Notre François Ier voulut l'avoir en France, et, quoique ses instances fussent inutiles, pensant que quelque changement de pape pourrait le lui envoyer, il lui ouvrit à Rome un crédit de quinze mille francs pour les frais du voyage. Michel-Ange eût peut-être fait la révolution que ne purent amener André del Sarto, le Primatice, le Rosso et Benvenuto Cellini.
Tous quittèrent la France sans avoir pu y allumer le feu sacré. Nos ancêtres étaient trop enfoncés dans la grossière féodalité pour goûter les charmantes têtes d'André del Sarto; Michel-Ange leur eût donné ce sentiment de la terreur doublement vil comme égoïste et comme lâche. Il eût pu avoir un succès populaire. Une statue colossale d'Hercule en marbre bien blanc, placée à la barrière des Sergents, fait plus pour le goût du public que les quinze cents tableaux du Musée.

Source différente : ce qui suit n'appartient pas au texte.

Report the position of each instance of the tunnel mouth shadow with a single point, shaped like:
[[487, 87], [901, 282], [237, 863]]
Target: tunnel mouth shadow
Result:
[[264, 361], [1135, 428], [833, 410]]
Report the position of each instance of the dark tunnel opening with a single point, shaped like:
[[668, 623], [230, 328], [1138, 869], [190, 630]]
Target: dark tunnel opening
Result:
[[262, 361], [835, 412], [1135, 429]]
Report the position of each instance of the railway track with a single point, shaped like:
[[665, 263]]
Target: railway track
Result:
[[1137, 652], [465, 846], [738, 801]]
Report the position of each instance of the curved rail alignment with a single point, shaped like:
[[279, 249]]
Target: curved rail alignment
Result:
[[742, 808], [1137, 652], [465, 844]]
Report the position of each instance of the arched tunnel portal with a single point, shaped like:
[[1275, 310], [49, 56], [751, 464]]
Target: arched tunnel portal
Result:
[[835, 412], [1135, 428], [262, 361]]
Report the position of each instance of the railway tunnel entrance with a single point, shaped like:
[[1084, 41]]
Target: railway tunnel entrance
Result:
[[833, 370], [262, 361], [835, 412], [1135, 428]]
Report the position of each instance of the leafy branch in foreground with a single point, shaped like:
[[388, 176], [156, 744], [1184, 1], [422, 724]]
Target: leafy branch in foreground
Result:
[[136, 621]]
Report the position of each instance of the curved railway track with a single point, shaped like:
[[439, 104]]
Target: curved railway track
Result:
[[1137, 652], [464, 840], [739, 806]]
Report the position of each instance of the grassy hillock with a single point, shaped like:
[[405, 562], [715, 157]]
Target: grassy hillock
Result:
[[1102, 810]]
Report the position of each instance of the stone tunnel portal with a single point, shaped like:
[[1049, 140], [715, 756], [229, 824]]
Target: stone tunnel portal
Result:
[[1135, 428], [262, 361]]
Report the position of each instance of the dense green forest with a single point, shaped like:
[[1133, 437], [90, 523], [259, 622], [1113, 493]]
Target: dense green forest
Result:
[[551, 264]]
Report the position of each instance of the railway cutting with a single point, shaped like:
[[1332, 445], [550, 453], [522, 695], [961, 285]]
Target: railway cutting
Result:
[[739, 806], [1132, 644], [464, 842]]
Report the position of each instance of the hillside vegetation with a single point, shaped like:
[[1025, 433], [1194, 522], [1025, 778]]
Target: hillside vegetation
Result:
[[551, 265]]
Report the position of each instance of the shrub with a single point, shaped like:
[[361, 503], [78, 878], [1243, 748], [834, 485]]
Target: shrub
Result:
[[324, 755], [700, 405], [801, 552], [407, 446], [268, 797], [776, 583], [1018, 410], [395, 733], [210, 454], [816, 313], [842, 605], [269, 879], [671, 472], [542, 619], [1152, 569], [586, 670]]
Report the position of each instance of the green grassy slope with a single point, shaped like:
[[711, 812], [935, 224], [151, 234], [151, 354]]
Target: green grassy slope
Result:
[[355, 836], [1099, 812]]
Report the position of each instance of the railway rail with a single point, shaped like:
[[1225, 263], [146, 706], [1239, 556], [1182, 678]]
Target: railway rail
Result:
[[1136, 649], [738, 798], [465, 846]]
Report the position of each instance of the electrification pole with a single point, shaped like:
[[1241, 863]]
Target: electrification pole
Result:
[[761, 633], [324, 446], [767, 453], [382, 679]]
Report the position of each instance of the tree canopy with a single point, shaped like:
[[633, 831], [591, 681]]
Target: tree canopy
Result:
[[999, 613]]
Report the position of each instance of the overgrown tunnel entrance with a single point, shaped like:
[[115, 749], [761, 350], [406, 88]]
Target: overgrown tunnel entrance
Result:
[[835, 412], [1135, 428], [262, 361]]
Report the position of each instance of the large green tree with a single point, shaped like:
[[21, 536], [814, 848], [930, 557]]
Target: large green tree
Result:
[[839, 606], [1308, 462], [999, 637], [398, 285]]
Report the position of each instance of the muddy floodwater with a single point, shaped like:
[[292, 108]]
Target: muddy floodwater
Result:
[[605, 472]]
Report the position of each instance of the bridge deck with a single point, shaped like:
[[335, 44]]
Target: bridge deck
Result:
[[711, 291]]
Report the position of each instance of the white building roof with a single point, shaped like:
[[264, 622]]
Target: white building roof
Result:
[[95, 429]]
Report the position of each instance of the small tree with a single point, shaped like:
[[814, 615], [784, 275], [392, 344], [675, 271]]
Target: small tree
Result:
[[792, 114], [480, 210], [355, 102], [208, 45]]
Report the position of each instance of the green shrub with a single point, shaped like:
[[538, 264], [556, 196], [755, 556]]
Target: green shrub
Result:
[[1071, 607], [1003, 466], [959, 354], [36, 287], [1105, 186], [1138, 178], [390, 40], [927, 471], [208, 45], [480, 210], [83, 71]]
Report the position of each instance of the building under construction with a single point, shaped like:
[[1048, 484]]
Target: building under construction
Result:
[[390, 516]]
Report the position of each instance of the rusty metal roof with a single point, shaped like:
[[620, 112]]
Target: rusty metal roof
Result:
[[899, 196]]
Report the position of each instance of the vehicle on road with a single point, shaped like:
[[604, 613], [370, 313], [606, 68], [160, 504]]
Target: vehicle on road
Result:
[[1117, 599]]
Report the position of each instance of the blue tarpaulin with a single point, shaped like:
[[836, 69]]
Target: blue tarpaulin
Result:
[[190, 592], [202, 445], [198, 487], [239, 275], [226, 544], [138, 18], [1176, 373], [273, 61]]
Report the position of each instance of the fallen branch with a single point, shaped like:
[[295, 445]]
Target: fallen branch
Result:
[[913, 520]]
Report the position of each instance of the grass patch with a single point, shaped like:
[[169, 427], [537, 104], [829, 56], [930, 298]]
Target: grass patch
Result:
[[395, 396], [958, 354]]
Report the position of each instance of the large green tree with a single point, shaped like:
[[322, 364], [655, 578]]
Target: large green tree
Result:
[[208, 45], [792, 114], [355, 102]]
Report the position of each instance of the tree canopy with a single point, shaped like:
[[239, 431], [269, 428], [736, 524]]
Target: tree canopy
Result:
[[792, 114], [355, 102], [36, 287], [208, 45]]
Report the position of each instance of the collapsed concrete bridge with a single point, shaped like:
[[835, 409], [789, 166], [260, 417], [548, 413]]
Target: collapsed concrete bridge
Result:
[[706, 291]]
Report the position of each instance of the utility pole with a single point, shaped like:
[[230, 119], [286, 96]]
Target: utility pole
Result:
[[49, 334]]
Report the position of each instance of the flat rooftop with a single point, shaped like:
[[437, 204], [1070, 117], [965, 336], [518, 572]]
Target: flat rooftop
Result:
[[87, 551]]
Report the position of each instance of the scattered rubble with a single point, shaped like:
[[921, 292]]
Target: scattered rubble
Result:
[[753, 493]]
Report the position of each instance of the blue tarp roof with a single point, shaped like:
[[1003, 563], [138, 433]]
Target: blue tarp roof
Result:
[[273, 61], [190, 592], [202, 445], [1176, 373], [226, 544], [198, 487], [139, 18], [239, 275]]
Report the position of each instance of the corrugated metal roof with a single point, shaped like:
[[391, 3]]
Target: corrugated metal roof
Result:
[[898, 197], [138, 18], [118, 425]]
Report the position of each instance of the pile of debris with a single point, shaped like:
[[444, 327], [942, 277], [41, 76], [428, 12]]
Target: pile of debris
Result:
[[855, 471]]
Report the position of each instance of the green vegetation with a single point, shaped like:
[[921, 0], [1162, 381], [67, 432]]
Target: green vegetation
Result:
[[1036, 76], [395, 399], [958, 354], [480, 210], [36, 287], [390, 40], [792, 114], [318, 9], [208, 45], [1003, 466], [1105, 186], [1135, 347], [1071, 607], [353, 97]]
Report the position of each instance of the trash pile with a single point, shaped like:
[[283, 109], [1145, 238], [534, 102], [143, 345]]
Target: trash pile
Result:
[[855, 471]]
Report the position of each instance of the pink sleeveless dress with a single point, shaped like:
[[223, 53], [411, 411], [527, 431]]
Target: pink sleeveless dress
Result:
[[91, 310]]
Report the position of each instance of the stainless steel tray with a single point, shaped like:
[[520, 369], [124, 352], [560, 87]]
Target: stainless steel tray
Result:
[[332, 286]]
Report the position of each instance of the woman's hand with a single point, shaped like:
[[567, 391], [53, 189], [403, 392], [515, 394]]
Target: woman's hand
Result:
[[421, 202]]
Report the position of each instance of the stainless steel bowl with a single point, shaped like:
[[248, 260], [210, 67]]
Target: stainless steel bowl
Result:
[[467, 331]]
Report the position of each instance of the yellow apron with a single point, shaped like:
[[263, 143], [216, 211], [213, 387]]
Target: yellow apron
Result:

Jamais homme ne connut comme Michel-Ange les attitudes sans nombre où peut passer le corps de l'homme. Il voulut écrire ses observations; mais, dupe du mauvais goût de son siècle, il craignit de ne pouvoir pas assez orner cette matière. Son élève Condivi se mêlait de littérature. Il lui expliqua toute sa théorie sur le corps d'un jeune Maure parfaitement beau, dont on lui fit présent à Rome pour cet objet; mais le livre n'a jamais paru.
[536] Ses reparties à Bologne.
[537] Titien, pour se moquer aussi de la vanité insupportable de Bandinelli, fit faire une excellente estampe en bois représentant trois singes, un grand et deux petits, dans la position de Laocoon et de ses fils. Ce groupe, tel qu'il existe à la galerie de Florence, a été endommagé par un incendie.
[538] Recueil des Lettres de Pino da Cagli, Venezia, 1574.